Salvia miltiorrhiza (SM) is widely used to treat microcirculatory disturbance-related diseases; its lipophilic components play important roles in this application. Cryptotanshinone (CTS), tanshinone I (TSI) and tanshinone IIA (TSA) are the most widely-studied lipophilic ingredients, but low oral bioavailability limits their clinical application. It has been proven that micronization could improve the bioavailability of some drugs, so we’ve conducted this randomized study to investigate whether micronized granular powder (GP) of SM could improve the bioavailability of tanshinones compared with traditional decoction (TD). An oral dose of TD or GP of SM was administrated to subjects and blood samples were collected at predetermined time points. The plasma concentrations of tanshinones were detected by a validated method and pharmacokinetic parameters were calculated using a non-compartmental model.
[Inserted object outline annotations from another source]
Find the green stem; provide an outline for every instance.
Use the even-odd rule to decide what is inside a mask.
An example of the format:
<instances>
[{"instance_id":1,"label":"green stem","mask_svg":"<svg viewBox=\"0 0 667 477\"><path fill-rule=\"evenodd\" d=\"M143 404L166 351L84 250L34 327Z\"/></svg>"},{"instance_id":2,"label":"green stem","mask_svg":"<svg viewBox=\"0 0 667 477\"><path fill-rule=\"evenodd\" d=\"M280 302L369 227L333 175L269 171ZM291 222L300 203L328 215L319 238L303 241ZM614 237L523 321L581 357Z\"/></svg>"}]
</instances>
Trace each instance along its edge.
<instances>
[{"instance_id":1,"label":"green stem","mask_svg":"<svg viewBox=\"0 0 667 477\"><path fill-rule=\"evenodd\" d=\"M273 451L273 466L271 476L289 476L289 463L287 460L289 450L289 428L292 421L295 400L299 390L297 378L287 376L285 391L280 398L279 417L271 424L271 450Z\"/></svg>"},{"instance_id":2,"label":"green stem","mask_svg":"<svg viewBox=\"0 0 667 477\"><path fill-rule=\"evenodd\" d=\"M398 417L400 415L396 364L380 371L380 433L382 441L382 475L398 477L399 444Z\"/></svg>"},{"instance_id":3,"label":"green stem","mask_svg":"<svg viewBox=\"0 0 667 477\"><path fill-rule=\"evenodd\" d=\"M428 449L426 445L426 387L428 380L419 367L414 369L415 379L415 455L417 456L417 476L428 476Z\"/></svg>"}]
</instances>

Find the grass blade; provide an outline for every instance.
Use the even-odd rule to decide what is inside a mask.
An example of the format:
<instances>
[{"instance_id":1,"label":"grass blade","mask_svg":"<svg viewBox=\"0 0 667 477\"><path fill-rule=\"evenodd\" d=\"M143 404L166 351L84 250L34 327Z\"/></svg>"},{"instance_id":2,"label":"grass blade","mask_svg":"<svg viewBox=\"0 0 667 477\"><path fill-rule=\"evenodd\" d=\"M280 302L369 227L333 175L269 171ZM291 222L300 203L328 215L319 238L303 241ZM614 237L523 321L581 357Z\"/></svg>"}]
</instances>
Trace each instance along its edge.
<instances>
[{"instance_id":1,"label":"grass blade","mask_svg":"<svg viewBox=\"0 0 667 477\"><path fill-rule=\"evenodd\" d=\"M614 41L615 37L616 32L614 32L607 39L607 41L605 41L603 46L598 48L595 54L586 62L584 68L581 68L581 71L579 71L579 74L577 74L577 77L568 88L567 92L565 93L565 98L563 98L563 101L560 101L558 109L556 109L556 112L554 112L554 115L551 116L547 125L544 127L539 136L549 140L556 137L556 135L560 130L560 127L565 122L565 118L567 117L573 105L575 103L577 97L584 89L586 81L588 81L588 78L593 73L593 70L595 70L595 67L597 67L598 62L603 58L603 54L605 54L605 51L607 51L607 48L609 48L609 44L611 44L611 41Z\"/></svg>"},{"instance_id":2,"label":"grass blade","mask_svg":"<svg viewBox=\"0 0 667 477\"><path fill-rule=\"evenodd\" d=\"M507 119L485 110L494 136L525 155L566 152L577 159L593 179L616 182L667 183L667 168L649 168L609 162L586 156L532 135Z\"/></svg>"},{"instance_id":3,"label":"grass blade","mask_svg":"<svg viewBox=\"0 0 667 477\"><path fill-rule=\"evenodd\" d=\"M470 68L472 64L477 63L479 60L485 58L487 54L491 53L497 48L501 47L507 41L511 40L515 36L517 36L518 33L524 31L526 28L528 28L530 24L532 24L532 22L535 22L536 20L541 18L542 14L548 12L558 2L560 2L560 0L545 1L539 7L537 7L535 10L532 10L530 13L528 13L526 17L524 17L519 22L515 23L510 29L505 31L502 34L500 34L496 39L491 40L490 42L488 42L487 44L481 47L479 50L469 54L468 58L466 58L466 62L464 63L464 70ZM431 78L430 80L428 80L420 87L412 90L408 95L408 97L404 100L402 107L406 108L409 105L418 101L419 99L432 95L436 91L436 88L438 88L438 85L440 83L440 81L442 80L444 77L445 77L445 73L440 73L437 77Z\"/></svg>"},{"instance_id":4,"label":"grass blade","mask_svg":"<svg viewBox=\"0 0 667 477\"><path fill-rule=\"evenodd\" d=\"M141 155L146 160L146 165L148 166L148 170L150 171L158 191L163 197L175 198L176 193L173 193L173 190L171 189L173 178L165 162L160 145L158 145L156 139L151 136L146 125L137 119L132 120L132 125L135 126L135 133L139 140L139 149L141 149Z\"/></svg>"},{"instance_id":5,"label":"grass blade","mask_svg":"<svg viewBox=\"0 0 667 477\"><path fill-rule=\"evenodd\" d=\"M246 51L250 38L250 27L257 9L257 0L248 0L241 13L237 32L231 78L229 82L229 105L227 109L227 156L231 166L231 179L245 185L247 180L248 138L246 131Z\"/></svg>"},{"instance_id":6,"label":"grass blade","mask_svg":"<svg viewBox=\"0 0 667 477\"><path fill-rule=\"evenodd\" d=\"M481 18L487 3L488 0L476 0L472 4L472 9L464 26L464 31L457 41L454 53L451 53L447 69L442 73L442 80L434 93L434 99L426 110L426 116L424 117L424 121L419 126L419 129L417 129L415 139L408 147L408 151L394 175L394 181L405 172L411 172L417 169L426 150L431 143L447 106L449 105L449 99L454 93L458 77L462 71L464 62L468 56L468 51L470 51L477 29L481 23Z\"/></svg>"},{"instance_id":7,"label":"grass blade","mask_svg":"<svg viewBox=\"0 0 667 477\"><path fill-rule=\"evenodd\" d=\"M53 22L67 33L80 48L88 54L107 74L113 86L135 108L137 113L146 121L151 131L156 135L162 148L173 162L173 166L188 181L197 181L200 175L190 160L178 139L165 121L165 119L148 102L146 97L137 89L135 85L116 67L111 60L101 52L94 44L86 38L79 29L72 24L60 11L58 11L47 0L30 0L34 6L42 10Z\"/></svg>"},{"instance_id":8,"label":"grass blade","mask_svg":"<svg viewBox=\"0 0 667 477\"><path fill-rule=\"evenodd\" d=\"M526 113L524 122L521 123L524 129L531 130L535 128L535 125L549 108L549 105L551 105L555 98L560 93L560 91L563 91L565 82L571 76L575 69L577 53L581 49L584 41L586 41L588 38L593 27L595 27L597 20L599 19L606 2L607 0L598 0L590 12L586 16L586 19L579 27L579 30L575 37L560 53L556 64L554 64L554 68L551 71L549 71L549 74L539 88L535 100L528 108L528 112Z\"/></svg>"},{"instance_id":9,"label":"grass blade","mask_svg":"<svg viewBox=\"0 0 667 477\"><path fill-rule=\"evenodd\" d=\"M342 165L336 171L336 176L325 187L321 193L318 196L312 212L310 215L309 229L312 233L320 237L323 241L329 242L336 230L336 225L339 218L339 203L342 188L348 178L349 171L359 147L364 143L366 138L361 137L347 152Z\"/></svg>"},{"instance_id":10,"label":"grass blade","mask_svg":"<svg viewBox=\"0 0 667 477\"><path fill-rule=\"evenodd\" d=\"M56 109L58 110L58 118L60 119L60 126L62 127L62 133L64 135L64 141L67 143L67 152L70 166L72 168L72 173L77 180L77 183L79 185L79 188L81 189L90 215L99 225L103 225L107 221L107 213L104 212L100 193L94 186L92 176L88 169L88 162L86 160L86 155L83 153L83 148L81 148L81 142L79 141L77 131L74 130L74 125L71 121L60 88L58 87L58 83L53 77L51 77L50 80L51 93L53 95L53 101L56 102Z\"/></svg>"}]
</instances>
GP of SM resulted in a significant increase in mean maximum plasma concentration (C (max)), elimination half-life and area under concentration-time curve (AUC) of tanshinones, with the plasma AUC of CTS, TSI and TSA in GP 5–184, 4–619 and 5–130 times higher than TD. In addition, the individual variances of C (max) and AUC were much lower after GP administration. Summarily, tanshinones in micronized GP of SM had higher oral bioavailability and lower individual variances, thus we speculate that it may indicate a better clinical efficacy and be a better choice than current treatments.